After that, it was out again (yes, I’m too old for this) for a very enjoyable Saturday night’s eating and drinking with friends. Then up at 6am the next morning, two gut-wrenching Code Browns from Nathan and onto a sweaty soft play for a couple of hours. By Sunday evening I was broken.
To be clear though, I’m not looking for sympathy. Not at all. I’m well aware that: a) I brought nearly all of it on myself; and b) most people reading this will have been through their own version of the same thing. Or are about to.
But my question is why do we do it?
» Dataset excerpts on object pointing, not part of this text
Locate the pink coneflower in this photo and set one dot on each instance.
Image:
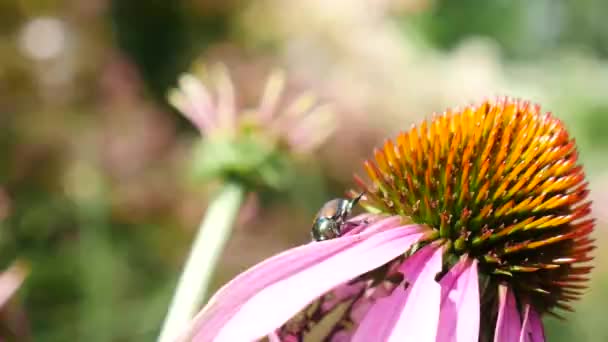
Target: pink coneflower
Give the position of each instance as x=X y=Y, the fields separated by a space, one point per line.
x=247 y=150
x=478 y=226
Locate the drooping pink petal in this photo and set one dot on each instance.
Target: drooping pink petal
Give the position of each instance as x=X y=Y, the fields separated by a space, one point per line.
x=508 y=323
x=226 y=104
x=311 y=269
x=272 y=93
x=360 y=258
x=459 y=316
x=532 y=327
x=408 y=314
x=196 y=102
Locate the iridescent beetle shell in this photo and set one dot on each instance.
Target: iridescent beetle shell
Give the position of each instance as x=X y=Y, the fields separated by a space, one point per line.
x=332 y=216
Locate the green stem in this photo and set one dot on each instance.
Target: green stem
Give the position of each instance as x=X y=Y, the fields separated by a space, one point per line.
x=213 y=233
Why do we think going out in the way we used to is still a good idea, even if only sporadically? Being hungover with kids is horrific. The equivalent of asking for a blunt needle soaked in chilli oil when you’re giving blood. Why add insult to injury?
Simple. Because no matter how much we love our children, no matter how often we say wanky stuff like ‘being a parent just adds soooo much depth to my life’, and no matter how guilty we feel about wanting to spend some time away from the chaos, it’s hard to resist the odd, fleeting taste of our old life. The one we now fondly recall through rose tinted glasses. Where a coffee meant a conversation not a race. Where the washing basket filled up once a week and without anything having to be soaked in Dettol first. Where the effects of a few beers could be slept off the next morning. And a holiday was, well, actually a holiday.
Try the guest ale. Yes please. Eat a whole chicken then delay the journey home by stopping for some late-night chips. Of course. Have one more for the road. Why not? Check into a motorway hotel at 3am and be forced to ask a middle-aged man named Keith to unlock your door for you. Hmmm, maybe that’s where we should draw the line.